Why did you question registering the guns, but didn't question registering yourselves?

Why do you NEED permission to Carry the MEANS to defend yourselves from criminals?

Sheep....

Disgusting...

You are slaves... 
No doubt now exists...
You are not worthy of reguard...

Colorado is OPEN carry - perfectly acceptable to proudly DISPLAY your Iron to all concerned - 

I know because I LIVE there... Western Slope - Not the liberal Kalifornicated eastern slope. Where Guns are still revered, and can STILL be seen gracing the back windows of pick-em-up trucks.... (though getting rarer every day!) 

Display your hardware for those who need reminding!!!


----------



## Shipwreck (Jan 26, 2006)

If U want a CCW permit, ya gotta jump thru the hoops.

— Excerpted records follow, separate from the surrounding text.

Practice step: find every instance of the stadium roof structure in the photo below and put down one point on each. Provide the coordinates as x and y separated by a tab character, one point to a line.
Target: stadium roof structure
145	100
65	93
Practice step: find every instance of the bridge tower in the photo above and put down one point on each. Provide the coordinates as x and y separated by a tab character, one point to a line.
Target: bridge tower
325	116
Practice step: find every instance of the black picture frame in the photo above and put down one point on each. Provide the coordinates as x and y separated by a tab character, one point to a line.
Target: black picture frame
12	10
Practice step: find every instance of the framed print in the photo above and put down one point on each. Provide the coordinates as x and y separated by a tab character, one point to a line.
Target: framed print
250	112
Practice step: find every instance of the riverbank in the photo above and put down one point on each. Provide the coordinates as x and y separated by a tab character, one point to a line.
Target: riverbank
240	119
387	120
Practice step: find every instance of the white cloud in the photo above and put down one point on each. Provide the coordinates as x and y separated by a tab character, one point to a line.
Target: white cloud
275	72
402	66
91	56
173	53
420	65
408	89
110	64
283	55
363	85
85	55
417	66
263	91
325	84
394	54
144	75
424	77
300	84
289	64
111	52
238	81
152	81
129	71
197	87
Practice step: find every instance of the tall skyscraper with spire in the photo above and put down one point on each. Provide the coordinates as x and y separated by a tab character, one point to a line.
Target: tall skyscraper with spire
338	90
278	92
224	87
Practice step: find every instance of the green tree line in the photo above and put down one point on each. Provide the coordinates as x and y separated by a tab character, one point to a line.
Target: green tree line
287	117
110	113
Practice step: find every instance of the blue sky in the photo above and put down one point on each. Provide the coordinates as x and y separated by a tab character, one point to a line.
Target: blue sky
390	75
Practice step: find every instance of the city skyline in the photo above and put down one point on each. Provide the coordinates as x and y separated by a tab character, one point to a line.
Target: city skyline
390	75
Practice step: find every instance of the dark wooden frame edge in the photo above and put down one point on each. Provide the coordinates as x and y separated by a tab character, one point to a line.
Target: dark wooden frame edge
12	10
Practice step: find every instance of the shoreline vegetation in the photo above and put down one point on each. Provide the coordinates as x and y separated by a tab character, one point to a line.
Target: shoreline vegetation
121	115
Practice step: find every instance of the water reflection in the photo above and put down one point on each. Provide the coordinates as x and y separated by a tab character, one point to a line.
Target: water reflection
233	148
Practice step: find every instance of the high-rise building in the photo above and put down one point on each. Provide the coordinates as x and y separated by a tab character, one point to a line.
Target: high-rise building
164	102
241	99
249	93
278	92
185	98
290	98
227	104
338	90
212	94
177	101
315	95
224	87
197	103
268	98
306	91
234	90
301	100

Nothing we can do about it...



Kandaje said:


> You are slaves...
> No doubt now exists...
> You are not worthy of reguard...


That's not very nice....


----------



## Guest (May 7, 2006)

Greetings...



Shipwreck said:


> If U want a CCW permit, ya gotta jump thru the
> hoops. Nothing we can do about it...


Nonsense.... A SLAVE ideology....

13th Amendment provides the protection: INVOLUNTARY Servitude SHALL NOT EXIST... Only IF you volunteer... Submit and it's over folks...
2nd Amendment = the ONLY authoritative Gun Law on the books - everything else is infringment...

Freedom is NOT free. There IS a price and that price is BLOOD...


----------



## Guest (May 7, 2006)

Greetings...



Shipwreck said:


> If U want a CCW permit, ya gotta jump thru the hoops. Nothing we can do about it...
> 
> 
> 
> ...


Who gives a rat's ass about NICE....

I'm talking BLOOD...

If you want nice - load up a Disney DVD and delude yourself a little while longer until the bullet hits the meat....

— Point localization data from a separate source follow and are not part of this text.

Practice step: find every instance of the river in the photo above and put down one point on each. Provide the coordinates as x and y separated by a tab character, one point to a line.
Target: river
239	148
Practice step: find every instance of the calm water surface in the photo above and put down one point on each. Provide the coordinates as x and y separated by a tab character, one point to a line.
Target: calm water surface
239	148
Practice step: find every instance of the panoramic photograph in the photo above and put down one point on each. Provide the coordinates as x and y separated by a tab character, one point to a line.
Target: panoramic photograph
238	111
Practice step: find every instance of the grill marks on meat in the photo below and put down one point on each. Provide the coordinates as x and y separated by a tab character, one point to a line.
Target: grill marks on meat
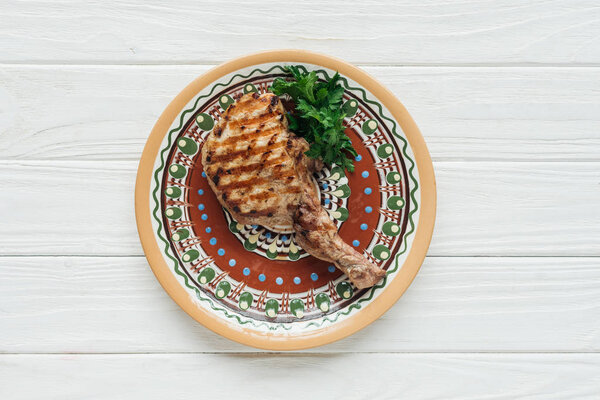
249	161
259	172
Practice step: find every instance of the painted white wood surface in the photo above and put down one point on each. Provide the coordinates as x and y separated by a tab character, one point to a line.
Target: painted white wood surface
507	94
368	31
484	208
380	376
456	304
500	114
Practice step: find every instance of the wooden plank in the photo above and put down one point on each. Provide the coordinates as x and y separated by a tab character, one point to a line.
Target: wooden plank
408	32
484	208
380	376
107	112
474	304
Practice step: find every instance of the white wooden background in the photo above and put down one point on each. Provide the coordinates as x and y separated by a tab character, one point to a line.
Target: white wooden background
507	95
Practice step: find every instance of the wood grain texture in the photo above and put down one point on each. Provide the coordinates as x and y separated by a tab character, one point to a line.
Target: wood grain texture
347	376
114	304
484	208
370	31
502	114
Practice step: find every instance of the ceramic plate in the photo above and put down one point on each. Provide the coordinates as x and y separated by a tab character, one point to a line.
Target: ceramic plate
254	284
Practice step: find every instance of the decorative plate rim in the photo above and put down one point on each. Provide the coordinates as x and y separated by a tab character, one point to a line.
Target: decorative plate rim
390	293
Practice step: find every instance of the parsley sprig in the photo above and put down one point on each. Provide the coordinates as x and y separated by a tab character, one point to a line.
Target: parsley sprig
318	116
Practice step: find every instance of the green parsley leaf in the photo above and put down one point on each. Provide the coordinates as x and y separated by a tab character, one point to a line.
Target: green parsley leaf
318	115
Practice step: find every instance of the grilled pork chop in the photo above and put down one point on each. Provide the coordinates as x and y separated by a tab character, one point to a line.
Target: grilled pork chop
259	172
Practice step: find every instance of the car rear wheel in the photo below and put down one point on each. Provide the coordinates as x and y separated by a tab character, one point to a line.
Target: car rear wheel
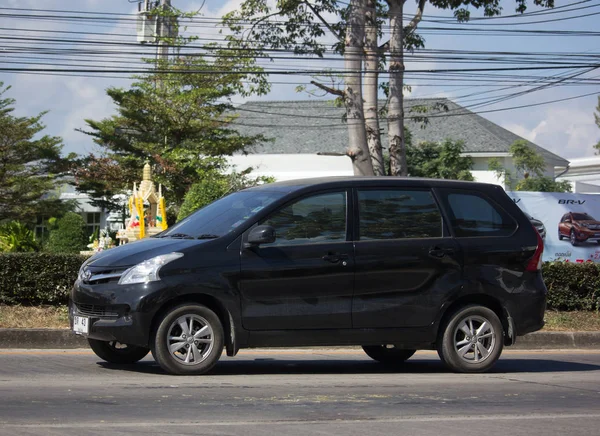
573	238
471	340
189	340
115	352
388	354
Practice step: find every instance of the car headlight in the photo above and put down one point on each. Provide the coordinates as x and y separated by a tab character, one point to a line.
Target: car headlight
147	271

At least you'll expire in silence...

I'm talking reality... And in Reality BLOOD is the currency of Freedom... The BLOOD of patriots and Tyrants....

IN OTHER WORDS - Those who will FIGHT for it or against it -

As OUR lord said - I SPEW you out of my mouth for you are lukewarm - Would you be - either Hot or Cold - But because you are LUKEWARM I SPEW YOU out of my mouth!!!!

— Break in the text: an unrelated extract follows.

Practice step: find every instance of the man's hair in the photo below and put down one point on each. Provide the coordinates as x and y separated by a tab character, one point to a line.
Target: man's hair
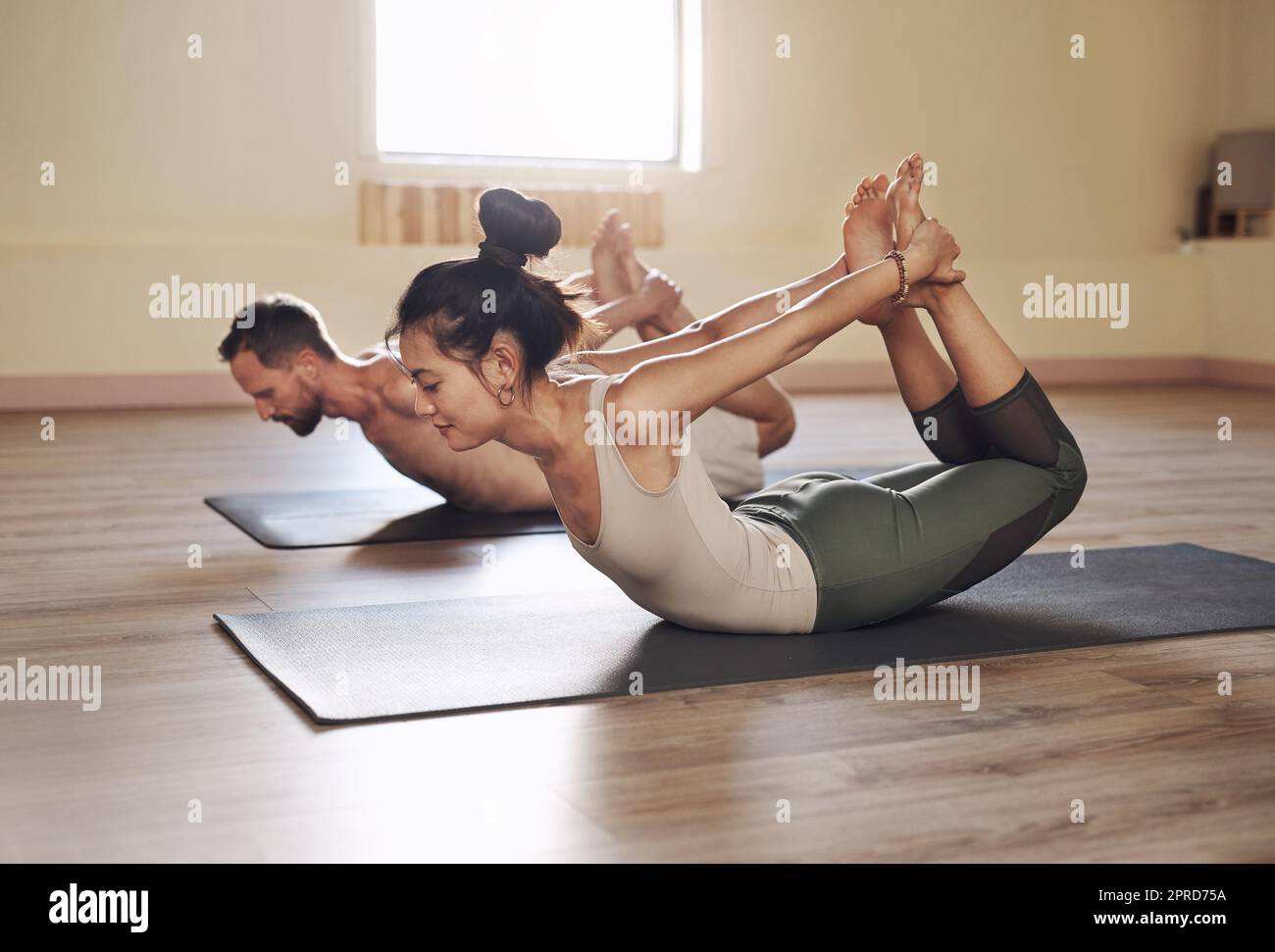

It's time to choose a side folks....

Either for GOD or for Satan... If you are on the fence, you get caught in the CROSSFIRE....

LOL!!!

( YES!! It IS that late!!!) ROFLMAF!!!!

OOPS!!! Oh Gee! Where the heck can I run now? BWAHAHAHAAHAH!!!!


----------



## 96 Brigadier (Feb 17, 2006)

Kandaje said:


> Greetings...
> 
> 
> 
> ...


It is very easy to talk like this when you live in a state where it is perfectly legal to carry without a license. A few nights in jail, felony charges, or a $50,000 lawyer bill to argue your crappy reasoning can change your mind real quick about whether or not you should carry without a license in a state that requires one. I hate having to pay and take a class to get a CHL, but at least I know I can carry legally and when felons are caught with guns, they will go to jail.


----------



## Guest (May 7, 2006)

96 Brigadier said:


> It is very easy to talk like this when you live in a state where it is perfectly legal to carry without a license. A few nights in jail, felony charges, or a $50,000 lawyer bill to argue your crappy reasoning can change your mind real quick about whether or not you should carry without a license in a state that requires one. I hate having to pay and take a class to get a CHL, but at least I know I can carry legally and when felons are caught with guns, they will go to jail.


+1


----------